Butalbital/acetaminophen/caffeine

— THERAPEUTIC CATEGORIES —
  • Migraine and headache

Butalbital/acetaminophen/caffeine Generic Name & Formulations

General Description

Butalbital 50mg, acetaminophen 325mg, caffeine 40mg; tabs; caps.

Pharmacological Class

Barbiturate + analgesic + methylxanthine.

How Supplied

Contact supplier

Butalbital/acetaminophen/caffeine Indications

Indications

Tension (or muscle contraction) headache.

Butalbital/acetaminophen/caffeine Dosage and Administration

Adult

1–2 tabs or caps every 4hrs as needed; max 6 daily. Not recommended for extended or repeated use.

Children

<12yrs: not established.

Butalbital/acetaminophen/caffeine Contraindications

Contraindications

Porphyria.

Butalbital/acetaminophen/caffeine Boxed Warnings

Boxed Warning

Hepatotoxicity.

Boxed Warning

Acetaminophen has been associated with cases of acute liver failure, at times resulting in liver transplant and death. Most of the cases of liver injury are associated with the use of acetaminophen at doses that exceed 4000 mg/day, and often involve more than one acetaminophen-containing product.

Butalbital/acetaminophen/caffeine Warnings/Precautions

Warnings/Precautions

Increased risk of acute liver failure esp. in those with underlying liver disease and concomitant alcohol. Discontinue at the 1st sign of skin rash or any other hypersensitivity. Drug abusers. Severe hepatic or renal impairment (monitor). Acute abdominal conditions.  Elderly. Debilitated. Pregnancy (Cat.C). Nursing mothers: not recommended.

Warnings/Precautions

General

  • Use caution in certain special-risk patients, such as the elderly or debilitated, and those with severe impairment of renal or hepatic function, or acute abdominal conditions.

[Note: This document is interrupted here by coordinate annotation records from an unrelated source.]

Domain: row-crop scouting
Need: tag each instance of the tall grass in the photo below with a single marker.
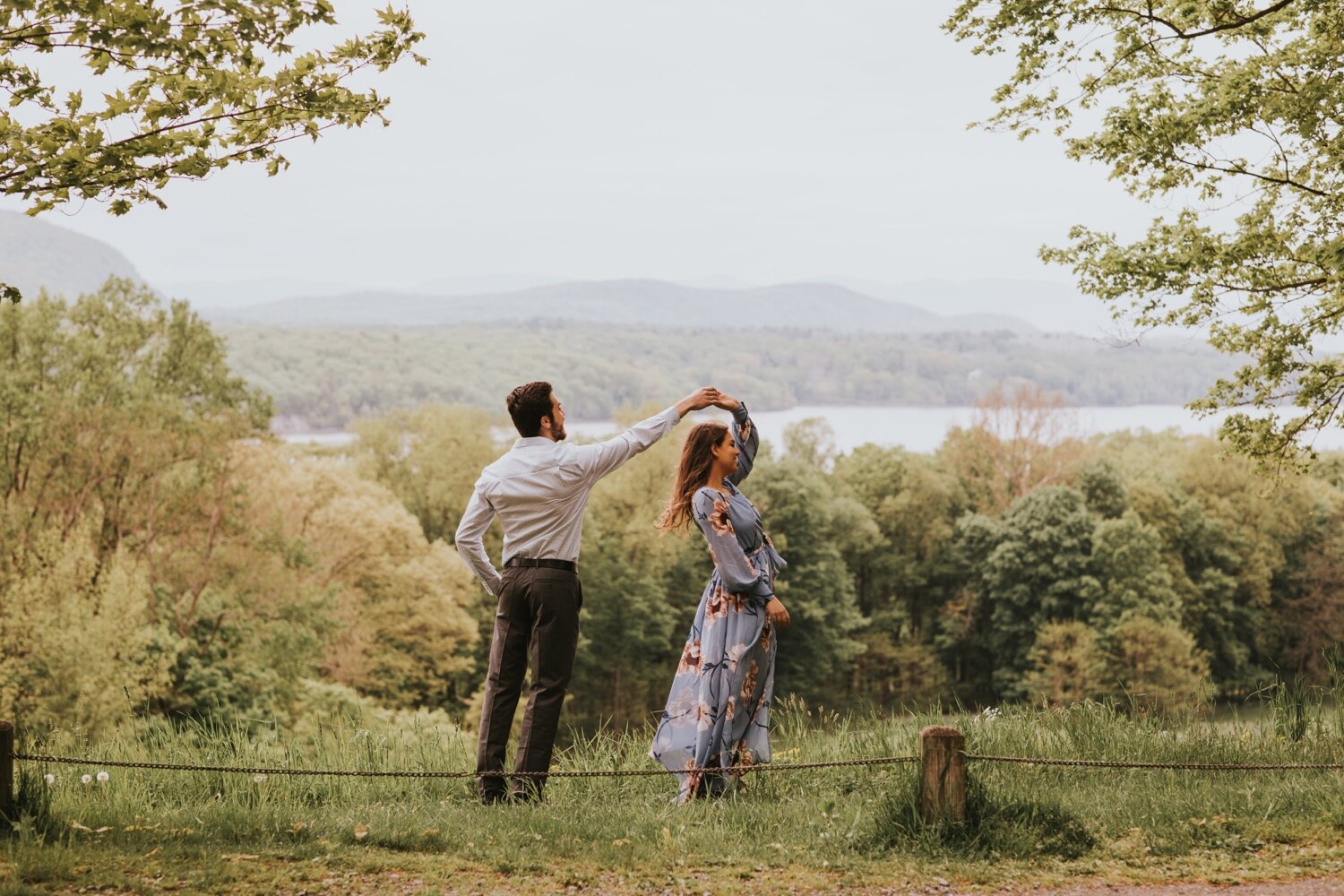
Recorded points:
(824, 818)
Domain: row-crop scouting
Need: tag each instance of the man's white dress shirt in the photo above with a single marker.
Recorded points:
(539, 489)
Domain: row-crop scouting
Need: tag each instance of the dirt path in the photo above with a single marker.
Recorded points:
(1311, 887)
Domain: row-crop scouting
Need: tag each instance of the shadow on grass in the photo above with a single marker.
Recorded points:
(994, 828)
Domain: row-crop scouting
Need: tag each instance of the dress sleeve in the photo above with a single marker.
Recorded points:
(747, 441)
(739, 575)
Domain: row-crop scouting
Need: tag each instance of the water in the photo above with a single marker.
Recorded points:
(916, 429)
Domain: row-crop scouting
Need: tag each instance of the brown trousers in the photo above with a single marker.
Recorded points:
(538, 608)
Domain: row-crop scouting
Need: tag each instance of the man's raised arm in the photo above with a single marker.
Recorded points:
(602, 458)
(470, 541)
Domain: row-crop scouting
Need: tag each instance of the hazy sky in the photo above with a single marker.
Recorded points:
(768, 140)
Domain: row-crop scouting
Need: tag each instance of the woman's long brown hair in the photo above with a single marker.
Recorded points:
(691, 473)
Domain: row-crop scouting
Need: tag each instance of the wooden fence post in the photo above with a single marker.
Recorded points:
(943, 783)
(5, 770)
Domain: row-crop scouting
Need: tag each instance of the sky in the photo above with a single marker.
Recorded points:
(761, 140)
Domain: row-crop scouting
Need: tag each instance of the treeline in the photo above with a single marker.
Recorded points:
(324, 378)
(161, 555)
(1012, 564)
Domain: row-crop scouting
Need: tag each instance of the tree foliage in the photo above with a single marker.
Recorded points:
(1230, 113)
(156, 547)
(174, 91)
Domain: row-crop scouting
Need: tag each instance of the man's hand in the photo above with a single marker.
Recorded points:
(728, 402)
(698, 401)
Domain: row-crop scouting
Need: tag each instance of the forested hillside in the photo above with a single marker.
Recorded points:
(323, 378)
(645, 303)
(158, 547)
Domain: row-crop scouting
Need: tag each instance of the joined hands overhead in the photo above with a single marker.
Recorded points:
(707, 397)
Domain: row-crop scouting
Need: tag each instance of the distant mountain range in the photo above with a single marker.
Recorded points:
(628, 303)
(35, 254)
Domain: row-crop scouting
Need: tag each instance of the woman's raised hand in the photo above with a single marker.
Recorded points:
(698, 401)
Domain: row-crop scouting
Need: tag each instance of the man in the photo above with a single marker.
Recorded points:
(538, 490)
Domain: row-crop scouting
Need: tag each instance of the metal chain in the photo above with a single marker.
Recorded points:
(615, 772)
(1196, 766)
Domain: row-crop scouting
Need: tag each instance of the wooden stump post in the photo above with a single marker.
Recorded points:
(5, 770)
(943, 783)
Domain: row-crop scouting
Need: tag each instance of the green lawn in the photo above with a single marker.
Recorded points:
(188, 831)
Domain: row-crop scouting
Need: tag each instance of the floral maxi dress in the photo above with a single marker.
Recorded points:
(718, 712)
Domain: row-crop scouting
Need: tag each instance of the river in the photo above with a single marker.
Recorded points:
(918, 429)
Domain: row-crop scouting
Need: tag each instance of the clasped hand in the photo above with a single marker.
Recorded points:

  • Butalbital is habit-forming and potentially abusable. The extended use of this product is not recommended.

Hepatotoxicity

  • Acetaminophen has been associated with cases of acute liver failure, at times resulting in liver transplant and death. Most of the cases of liver injury are associated with the use of acetaminophen at doses that exceed 4000 milligrams per day. 

  • The excessive intake of acetaminophen may be intentional to cause self-harm or unintentional as patients attempt to obtain more pain relief or unknowingly take other acetaminophen-containing products.

  • Increased risk of acute liver failure in individuals with underlying liver disease and in individuals who ingest alcohol while taking acetaminophen.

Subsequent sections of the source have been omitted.